We climbed 5 great pitches on immaculate rock to reach a resting ledge, above this a left trending overlap feature was the obvious way to go. It also looked desperate! I fought my way up an unrelenting 60m pitch of fingerjams and tenuous laybacks. I placed every single runner I had and did a fair bit of shouting! A truly incredible pitch.

I gave the pitch hard E4 6a, reminiscent of something like Resurrection at Dinas Cromlech, although in hindsight it was such a battle that it could well have been E5. Tom and Pete used a variety of techniques (and ascending devices!) to join me at the hanging belay.

After several more tricky and varied pitches we reached the top at the stroke of midnight. We decided to call our route Islands in the Sky after the epic cloud formations which continued the whole time we were climbing.

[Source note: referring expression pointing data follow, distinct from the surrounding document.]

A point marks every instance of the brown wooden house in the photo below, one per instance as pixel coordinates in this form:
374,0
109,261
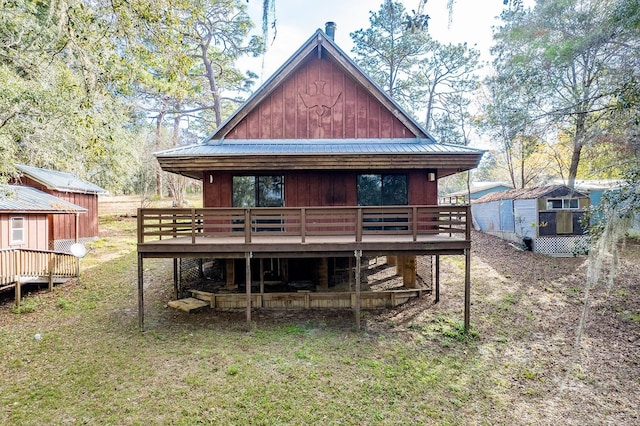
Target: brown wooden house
66,229
317,169
24,239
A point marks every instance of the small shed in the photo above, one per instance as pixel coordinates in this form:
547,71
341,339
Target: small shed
66,229
25,217
550,216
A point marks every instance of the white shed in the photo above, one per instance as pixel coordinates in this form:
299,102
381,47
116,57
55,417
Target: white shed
549,215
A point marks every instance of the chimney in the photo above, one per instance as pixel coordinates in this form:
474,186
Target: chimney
330,30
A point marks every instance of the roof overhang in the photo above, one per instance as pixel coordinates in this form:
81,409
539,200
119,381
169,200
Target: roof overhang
267,156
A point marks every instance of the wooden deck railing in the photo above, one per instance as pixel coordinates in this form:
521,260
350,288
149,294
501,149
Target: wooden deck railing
18,265
303,222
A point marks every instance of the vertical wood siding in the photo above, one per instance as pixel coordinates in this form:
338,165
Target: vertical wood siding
319,188
36,231
319,101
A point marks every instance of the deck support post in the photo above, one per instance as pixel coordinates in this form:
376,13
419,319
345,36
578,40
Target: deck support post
50,277
247,257
358,255
140,293
175,279
437,278
261,282
467,290
18,275
323,273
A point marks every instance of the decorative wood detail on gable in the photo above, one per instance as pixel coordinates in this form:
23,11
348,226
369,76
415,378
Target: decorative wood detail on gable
317,101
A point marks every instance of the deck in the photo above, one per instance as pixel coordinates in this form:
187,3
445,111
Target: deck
30,266
301,232
313,232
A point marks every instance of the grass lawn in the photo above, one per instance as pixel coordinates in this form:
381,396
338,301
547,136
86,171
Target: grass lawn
407,366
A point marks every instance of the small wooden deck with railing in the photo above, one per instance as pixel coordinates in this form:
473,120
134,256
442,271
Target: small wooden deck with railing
24,266
298,231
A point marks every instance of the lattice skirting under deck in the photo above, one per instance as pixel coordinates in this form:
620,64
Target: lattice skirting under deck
571,245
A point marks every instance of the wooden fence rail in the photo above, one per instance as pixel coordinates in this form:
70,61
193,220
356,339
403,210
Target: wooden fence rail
302,222
20,266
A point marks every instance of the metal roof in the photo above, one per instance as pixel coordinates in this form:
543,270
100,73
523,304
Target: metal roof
532,193
60,181
24,199
317,147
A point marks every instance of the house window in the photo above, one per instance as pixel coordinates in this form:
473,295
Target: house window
382,190
562,204
17,230
258,191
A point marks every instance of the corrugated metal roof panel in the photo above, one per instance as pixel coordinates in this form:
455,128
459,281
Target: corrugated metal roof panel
317,146
531,193
60,181
18,198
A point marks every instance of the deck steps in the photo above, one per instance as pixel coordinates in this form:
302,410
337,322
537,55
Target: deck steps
190,304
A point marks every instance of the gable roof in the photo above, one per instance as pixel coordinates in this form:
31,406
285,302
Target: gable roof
320,45
59,181
25,199
532,193
232,146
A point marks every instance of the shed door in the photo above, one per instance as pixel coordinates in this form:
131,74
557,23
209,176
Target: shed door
564,222
507,219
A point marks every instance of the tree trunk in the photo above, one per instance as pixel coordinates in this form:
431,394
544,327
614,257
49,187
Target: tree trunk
213,86
578,144
158,135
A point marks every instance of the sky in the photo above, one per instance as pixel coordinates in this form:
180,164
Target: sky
297,20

I am pretty sure we were the second team to reach this summit, after George Ullrich and Matt Burdekin made the first ascent of their route Broken Toblerone in 2010. There is without doubt a whole load more lines to be done on this incredible face. We took some summit photos (decked out in our matching and extremely warm RAB jackets!) and got back to camp for a late dinner at 6am after more than 20 hours on the go. I could get used to this 24 hour daylight business!